松原慶太

レンブラントは誰の手にの松原慶太のレビュー・感想・評価

レンブラントは誰の手に(2019年製作の映画)
3.7
レンブラントを巡るドキュメンタリーなのだが、通常のアートドキュメンタリーとはわけが違う。

原題「マイ・レンブラント」が示すとおり、お家に普通に何枚もレンブラントを所有しているような人々の、雲の上の話なのである。

まずひとつが、オランダの若き画商がクリスティーズの競売でレンブラントの新作を「発掘する」話。ところが、そもそもこのヒトただものではなく、なんとかいう貴族の末裔で、祖先はレンブラント本人に肖像画を描いてもらっている。家の中に何枚もレンブラントが無造作に掛かっている。小さいころから眼が肥えているのである。

もうひとつが、ロスチャイルド家が税金対策で一対のレンブラントを250億で売りに出す顛末。

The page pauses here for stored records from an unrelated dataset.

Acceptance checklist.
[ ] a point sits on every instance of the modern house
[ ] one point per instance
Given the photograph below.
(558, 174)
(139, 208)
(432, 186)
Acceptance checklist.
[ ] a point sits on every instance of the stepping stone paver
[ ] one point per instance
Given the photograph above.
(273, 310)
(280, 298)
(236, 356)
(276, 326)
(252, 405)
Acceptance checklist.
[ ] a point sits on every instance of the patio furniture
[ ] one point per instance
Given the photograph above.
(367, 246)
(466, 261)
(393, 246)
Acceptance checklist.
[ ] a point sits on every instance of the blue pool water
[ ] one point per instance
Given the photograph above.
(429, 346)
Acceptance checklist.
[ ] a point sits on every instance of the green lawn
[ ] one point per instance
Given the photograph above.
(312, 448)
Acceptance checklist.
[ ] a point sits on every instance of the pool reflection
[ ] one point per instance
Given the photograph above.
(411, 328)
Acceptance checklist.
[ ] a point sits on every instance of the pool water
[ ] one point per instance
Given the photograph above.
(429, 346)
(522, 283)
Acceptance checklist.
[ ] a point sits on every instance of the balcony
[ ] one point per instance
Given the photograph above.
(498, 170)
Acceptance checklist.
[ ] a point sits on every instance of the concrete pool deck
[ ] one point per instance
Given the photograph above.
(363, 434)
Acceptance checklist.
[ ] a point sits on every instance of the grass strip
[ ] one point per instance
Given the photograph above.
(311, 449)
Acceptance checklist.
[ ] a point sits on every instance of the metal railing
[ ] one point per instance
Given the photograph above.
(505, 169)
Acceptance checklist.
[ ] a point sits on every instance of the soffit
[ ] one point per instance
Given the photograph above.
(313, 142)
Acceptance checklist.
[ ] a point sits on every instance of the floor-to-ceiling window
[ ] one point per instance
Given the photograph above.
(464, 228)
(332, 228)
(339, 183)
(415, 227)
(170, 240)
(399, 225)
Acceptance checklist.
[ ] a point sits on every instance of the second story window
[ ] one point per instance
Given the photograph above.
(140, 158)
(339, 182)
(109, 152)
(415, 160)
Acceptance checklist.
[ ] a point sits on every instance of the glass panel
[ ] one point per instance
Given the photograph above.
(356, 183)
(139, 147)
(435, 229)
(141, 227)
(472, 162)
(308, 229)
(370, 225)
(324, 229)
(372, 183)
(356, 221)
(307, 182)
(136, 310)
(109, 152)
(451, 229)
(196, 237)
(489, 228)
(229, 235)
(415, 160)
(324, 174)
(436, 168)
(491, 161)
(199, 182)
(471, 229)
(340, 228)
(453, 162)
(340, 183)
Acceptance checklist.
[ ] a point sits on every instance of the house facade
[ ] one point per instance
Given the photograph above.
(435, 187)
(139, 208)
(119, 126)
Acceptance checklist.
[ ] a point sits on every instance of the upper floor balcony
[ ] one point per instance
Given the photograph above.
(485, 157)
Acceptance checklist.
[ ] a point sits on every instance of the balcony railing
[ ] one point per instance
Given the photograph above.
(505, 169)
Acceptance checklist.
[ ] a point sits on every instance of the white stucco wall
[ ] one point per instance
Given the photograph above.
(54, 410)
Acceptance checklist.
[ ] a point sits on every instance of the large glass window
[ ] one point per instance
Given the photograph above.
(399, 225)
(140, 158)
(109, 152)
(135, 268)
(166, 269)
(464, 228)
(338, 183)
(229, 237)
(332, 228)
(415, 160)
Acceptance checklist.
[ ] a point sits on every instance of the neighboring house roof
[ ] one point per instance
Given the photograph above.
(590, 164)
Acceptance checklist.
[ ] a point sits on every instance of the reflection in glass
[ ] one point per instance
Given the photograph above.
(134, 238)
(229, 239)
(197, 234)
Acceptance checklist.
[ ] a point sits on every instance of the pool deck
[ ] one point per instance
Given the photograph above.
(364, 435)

これがオランダとフランスのあいだで奪い合いになる。

もうひとつは、自宅のどの壁にレンブラントを掛けるか悩んでいるオッサン(スコットランドの貴族)の話。国立美術館の学芸員まで呼んで、お屋敷の模様替えまでしてしまう。

こういったストーリーに、絵画の修復家とか、レンブラント研究の第一人者の爺さんとか、いろんなエピソードが絡んでくる。

しかしこれが何故か面白いんですね。庶民のようにあくせく働くこともせず(たぶん)、日がな一日お屋敷で美術品を眺めて暮らしている金持ちたちのレンブラント愛を聞いていると、だんだんとこっちにもその魅力が伝わってくるのです。